Pero también sabíamos que el testamento de doña Mina había sido modificado; de manera que, al mirarlos pasar, agregábamos al desdén una tímida y calculada oferta de amistad, de comprensión y tolerancia. Ya se vería qué, cuando fuera necesario.
Lo que se vio en seguida fue la fiesta de cumpleaños de doña Mina. Por nosotros la vio Guiñazú.
Dijeron -y lo decían mujeres viejas y ricas, que fueron invitadas y dieron excusas- que a doña Mina le era imposible cumplir años en marzo. Hasta ofrecieron mostrar fotografías verdosas, imágenes conservadas de la infancia respetable de doña Mina, donde ella debía estar ocupando el centro, la única niña sin sombrero, en el jardín inconcluso de Las Casuarinas, en su fiesta de cumpleaños, entre niñas con bonetes peludos, con abrigos de solapas, cuellos y alamares de pieles.

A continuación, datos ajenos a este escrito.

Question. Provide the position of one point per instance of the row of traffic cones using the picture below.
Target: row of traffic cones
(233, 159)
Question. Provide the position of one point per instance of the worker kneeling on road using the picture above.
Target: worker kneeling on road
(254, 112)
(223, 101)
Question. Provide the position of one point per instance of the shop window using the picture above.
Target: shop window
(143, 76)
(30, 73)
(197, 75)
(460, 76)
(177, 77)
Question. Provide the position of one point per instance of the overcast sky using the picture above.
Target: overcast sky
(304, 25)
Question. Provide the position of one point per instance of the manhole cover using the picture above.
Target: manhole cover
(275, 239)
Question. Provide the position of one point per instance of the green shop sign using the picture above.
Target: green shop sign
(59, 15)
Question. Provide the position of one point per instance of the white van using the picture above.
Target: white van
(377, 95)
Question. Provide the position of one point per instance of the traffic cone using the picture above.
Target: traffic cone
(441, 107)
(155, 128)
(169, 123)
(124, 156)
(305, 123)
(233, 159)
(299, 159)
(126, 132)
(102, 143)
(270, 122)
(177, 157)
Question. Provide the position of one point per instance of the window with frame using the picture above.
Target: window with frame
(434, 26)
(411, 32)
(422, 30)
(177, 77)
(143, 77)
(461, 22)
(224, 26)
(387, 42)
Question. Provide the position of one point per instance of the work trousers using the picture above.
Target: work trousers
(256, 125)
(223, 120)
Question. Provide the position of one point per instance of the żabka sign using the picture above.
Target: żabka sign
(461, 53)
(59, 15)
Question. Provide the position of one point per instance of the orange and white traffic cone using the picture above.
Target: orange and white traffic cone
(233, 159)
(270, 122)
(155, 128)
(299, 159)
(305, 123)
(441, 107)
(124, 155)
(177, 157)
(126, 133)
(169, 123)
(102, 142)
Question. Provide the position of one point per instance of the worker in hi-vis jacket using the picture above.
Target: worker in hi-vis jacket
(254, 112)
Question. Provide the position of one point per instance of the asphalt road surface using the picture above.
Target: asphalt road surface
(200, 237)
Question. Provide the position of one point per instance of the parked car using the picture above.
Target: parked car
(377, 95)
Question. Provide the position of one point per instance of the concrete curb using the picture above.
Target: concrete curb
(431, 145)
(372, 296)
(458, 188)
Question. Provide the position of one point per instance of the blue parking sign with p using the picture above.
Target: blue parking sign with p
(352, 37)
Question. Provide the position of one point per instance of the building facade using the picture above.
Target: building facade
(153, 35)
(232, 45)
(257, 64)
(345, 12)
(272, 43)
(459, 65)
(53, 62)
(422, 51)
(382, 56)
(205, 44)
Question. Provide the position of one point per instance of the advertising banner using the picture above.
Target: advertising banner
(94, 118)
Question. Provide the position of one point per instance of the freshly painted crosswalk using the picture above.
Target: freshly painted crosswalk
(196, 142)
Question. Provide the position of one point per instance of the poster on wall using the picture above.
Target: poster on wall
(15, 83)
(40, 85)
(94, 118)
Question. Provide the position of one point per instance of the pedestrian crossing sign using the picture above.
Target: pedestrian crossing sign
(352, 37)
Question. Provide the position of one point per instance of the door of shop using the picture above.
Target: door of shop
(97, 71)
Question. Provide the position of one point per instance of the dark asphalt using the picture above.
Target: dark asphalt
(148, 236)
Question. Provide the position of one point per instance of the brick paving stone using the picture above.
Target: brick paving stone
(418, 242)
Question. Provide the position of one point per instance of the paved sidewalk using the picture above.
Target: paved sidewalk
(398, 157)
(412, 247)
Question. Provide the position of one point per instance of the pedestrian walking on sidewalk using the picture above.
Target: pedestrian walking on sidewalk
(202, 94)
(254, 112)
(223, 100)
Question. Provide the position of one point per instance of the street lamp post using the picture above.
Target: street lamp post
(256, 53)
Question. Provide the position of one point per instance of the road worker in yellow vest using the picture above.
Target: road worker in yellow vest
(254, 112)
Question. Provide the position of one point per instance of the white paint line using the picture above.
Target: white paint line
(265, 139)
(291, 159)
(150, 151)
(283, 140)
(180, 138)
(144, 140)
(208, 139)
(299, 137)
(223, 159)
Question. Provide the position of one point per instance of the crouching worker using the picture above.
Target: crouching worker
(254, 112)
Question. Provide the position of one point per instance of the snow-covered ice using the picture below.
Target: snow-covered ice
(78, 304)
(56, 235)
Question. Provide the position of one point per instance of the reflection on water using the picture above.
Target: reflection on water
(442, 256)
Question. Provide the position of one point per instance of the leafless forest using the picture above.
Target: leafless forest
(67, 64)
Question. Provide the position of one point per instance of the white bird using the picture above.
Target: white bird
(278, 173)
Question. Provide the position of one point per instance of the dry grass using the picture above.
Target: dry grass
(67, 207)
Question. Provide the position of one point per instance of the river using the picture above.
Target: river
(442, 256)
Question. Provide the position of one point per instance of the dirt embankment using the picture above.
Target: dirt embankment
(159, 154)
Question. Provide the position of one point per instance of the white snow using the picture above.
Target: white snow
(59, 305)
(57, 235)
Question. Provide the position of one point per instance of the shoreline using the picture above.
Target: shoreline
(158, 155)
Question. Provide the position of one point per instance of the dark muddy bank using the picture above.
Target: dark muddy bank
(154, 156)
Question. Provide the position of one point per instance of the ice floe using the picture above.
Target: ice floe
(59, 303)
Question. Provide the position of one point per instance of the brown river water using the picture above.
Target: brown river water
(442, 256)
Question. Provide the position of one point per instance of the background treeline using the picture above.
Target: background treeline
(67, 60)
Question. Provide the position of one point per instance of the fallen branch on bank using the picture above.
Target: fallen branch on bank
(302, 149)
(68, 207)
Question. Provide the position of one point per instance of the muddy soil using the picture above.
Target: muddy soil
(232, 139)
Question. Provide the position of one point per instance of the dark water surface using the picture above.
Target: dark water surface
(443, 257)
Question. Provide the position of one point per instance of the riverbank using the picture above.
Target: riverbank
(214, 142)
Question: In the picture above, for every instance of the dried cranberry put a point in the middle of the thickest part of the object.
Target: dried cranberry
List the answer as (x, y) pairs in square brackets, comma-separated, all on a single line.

Pero no mostraron las fotografías ni fueron. A pesar de que el muchacho lo había prometido o, por lo menos, hizo todo lo posible. Mandó hacer unas invitaciones en papel blando amarillo con letras negras en relieve. (Lanza corrigió las pruebas.) Durante tres o cuatro días recorrieron las calles de la ciudad y los caminos de las quintas en un tílburi misteriosamente desenterrado. Con llantas de gomas nuevas, recién pintado de verde oscuro y de negro débil, con un gigantesco caballo de estatua, gordo, asmático, un animal de arado o de noria que ahora arrastraba a la pareja, enfurecido, babeante y al borde del síncope. Y ellos pasaban con uniforme de repartidores de invitaciones, erguidos sin dureza detrás de la rotunda grupa de la bestia, con sus gemelas, distraídas sonrisas, con el látigo inútil.

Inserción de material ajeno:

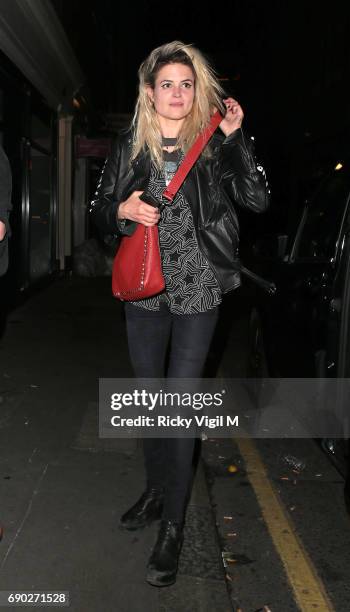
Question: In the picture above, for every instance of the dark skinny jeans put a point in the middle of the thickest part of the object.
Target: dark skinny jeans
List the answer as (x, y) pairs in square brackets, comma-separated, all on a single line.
[(168, 461)]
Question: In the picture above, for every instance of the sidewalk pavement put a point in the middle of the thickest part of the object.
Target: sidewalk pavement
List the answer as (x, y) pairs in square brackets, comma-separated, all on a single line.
[(63, 489)]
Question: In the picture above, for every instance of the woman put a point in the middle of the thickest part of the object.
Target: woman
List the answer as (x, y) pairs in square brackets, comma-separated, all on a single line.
[(198, 234)]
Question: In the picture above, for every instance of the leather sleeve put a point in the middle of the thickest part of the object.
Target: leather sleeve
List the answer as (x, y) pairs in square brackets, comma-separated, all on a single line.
[(242, 177), (104, 206)]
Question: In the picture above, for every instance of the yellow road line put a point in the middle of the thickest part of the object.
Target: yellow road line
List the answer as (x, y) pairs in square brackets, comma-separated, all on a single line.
[(308, 589)]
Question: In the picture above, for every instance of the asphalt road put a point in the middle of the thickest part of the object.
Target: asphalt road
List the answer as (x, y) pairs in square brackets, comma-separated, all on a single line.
[(260, 534)]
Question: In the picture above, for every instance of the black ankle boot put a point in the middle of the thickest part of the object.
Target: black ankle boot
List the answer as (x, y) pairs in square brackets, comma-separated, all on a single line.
[(147, 509), (162, 565)]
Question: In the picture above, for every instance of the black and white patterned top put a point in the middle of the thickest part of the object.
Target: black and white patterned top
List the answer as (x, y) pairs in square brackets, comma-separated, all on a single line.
[(190, 284)]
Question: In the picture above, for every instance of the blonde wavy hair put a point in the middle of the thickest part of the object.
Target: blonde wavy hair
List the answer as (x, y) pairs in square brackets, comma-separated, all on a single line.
[(208, 94)]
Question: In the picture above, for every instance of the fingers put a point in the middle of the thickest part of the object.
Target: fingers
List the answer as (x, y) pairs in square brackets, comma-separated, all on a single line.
[(231, 105)]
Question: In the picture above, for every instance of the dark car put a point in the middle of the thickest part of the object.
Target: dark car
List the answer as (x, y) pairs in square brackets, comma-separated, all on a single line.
[(303, 331)]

– Pero no consiguieron nada, o muy poco- nos contó Guiñazú-. Tal vez, se me ocurre, si él hubiera podido hacerse ver y escuchar por cada una de las viejas a cuya casa iba a mendigar… La verdad es que aquel sábado no lograron atraer a nadie, hombre o mujer, con derecho indiscutible a ser nombrado en las columnas sociales de El Liberal. Llegué más cerca de las nueve que de las ocho y ya había gente con botellas afincada en la oscuridad del jardín. Subí la escalinata sin ganas, o con ganas de terminar pronto con todo aquello, respirando la ternura de la leña quemada en algún sitio próximo, escuchando la música que venía desde adentro, la música noble, adelgazada y orgullosa que no había sido hecha ni sonaba para mí ni para ninguno de los habitantes de la casa o del jardín.